3. Attacking zoning in its entirety in Euclid means that the plaintiff essentially argued that the zoning as laid out was unconstitutional, rather than a certain provision or its application being unconstitutional. A mere diminution of value may not have been enough to overturn the decision where the process and substance of the law were constitutional.

4. The Lochner Era was an era from approximately 1897 to 1937 in which the Court struck down a large number of economic regulations. Because the Court grounded Euclid in nuisance and saw it as a social issue, it is less surprising the Court upheld the zoning ordinance.
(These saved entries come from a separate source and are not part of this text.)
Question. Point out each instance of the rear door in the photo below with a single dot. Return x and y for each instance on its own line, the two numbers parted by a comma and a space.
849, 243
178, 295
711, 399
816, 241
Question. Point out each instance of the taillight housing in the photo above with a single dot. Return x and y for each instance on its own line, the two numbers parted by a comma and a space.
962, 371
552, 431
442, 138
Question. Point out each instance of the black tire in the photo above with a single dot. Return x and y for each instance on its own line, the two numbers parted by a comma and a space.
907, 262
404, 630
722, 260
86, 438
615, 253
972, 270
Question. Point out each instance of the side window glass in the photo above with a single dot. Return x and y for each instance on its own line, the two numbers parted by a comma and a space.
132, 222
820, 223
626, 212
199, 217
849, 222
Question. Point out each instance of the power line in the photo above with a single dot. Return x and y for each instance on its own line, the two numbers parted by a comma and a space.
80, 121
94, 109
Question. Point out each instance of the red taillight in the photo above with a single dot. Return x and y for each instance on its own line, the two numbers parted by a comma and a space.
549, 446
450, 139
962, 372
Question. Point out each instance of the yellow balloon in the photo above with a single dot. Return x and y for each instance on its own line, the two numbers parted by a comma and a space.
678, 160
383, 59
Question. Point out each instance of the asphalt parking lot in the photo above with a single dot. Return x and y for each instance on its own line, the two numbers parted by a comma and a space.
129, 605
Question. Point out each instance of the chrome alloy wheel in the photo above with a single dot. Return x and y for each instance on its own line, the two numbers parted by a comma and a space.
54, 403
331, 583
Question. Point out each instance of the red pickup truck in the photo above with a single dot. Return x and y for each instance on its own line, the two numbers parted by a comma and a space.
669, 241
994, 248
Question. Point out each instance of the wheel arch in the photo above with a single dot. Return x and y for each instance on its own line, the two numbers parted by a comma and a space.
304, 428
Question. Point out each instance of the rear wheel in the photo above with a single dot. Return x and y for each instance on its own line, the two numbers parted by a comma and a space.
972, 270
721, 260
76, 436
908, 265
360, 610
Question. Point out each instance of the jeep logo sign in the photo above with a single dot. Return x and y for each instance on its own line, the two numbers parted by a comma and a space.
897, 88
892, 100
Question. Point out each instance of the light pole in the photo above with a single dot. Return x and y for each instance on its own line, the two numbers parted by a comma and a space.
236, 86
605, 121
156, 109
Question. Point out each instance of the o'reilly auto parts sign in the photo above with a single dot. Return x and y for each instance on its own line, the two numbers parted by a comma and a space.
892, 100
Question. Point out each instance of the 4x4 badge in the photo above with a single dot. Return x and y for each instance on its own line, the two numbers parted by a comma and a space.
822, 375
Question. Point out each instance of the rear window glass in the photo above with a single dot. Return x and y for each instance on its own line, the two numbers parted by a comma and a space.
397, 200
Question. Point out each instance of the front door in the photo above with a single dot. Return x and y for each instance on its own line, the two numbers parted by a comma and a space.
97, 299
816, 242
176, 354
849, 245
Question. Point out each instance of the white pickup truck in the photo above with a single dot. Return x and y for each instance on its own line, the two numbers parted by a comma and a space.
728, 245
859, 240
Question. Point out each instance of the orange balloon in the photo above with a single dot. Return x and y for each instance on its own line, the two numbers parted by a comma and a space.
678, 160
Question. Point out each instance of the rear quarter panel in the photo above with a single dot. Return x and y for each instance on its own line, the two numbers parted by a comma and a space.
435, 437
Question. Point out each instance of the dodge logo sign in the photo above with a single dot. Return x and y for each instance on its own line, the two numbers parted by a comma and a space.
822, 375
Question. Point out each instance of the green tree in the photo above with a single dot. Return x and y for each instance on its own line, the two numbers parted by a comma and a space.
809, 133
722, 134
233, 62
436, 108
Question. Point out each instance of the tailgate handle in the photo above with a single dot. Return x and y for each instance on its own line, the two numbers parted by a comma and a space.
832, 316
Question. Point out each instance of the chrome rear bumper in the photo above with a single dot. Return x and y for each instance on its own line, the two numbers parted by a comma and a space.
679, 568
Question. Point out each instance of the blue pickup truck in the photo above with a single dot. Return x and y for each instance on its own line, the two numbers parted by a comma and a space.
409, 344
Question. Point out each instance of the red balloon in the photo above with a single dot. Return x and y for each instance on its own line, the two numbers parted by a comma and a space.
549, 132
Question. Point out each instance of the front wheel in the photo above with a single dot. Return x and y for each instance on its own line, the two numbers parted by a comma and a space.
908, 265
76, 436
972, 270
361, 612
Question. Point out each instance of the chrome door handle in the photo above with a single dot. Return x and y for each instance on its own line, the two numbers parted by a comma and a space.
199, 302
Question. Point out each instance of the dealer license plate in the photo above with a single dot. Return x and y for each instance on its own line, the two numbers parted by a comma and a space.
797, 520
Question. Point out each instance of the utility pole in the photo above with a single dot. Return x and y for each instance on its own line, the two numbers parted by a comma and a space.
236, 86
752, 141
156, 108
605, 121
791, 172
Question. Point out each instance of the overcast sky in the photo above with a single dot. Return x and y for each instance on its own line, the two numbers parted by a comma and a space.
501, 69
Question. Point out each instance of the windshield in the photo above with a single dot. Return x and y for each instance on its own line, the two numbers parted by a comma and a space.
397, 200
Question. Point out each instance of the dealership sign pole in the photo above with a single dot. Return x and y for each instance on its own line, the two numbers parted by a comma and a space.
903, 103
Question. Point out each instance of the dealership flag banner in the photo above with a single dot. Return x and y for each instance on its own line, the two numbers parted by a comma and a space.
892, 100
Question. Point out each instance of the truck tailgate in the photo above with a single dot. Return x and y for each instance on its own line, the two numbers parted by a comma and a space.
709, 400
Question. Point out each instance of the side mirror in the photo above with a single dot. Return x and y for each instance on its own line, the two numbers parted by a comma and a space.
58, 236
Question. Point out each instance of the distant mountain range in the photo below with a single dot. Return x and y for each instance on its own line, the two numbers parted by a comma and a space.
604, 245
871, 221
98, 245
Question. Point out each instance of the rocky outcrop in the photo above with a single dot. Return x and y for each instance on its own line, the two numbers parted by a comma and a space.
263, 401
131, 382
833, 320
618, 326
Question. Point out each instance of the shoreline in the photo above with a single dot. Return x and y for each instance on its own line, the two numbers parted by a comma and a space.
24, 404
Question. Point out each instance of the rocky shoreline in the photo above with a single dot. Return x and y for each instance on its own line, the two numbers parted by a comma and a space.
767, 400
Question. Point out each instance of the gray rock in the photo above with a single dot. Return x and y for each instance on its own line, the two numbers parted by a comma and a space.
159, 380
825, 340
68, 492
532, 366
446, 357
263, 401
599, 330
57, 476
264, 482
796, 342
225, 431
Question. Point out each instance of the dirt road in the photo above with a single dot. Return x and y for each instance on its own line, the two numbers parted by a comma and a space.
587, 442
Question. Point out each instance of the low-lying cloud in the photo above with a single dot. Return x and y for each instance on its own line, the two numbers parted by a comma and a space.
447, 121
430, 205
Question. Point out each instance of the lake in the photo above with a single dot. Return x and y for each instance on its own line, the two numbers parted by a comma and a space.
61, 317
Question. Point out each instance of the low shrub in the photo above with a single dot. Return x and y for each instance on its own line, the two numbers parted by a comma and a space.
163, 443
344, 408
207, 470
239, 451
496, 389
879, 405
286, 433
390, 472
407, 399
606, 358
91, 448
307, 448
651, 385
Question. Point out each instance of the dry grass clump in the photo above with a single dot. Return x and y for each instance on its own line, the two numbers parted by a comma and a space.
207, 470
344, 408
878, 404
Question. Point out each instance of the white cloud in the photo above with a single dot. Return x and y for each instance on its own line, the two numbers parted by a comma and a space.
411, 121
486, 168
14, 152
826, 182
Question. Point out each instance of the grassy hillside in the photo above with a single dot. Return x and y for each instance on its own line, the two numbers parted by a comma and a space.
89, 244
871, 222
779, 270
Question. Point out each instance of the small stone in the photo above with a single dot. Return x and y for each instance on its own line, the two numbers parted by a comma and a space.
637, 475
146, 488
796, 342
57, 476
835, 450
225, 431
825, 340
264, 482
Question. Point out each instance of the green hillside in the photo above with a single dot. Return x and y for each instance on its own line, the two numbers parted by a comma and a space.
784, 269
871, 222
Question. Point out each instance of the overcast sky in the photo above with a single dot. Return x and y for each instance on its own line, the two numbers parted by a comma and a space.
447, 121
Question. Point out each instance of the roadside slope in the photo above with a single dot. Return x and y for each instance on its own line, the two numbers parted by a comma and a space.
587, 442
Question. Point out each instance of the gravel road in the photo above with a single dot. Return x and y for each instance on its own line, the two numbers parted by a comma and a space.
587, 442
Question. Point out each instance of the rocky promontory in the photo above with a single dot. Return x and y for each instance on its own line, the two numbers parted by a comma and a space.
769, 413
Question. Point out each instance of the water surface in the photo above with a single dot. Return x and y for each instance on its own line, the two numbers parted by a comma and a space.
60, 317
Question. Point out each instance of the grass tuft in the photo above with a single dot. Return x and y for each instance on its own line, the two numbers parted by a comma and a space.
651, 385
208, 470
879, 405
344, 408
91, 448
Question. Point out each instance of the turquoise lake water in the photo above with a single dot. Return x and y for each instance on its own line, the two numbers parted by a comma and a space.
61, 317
That same era was also an era of strong movements in social engineering, including eugenics in the extreme.

5. The Nectow test appears to be that a zoning ordinance violates the Constitution if it (1) bears no substantial relationship between the zoning and the public health, morals, safety and welfare, (2) is serious and highly injurious to the landowner, and (3) is not indispensable to the general zoning plan. The parcel in Nectow appears to fit more appropriately within an industrial category. The low importance of the 65-foot parcel precludes a substantial relationship with public health, morals, safety, and welfare, and indispensability to the general zoning plan. Because the owner is seriously injured, the Court seems to be correct in its decision to overturn the plan, although if I were a residential owner on an opposite corner, I would believe the Court erred.

6. The Courts appear to care less about the overall schemes of Euclid and Cambridge that segregated uses than how the subject properties fit within those schemes. The Court did not pay attention as to whether the excluded uses were harmful.

9. The views of the Euclid and Nectow Courts against multi-family housing are out of date as are many other social engineering views of that era. The current trend is to more mixed use as a way to alleviate some of the ills that single use zoning wrought such as (a) the requirement that people have cars which has facilitated the breakdown of neighborhood bonds as people ride rather than walk and don’t speak to their neighbors, (b) the isolation of the car-less such as youths, seniors, and the poor, (c) increased smog, and (d) wasted time in traffic.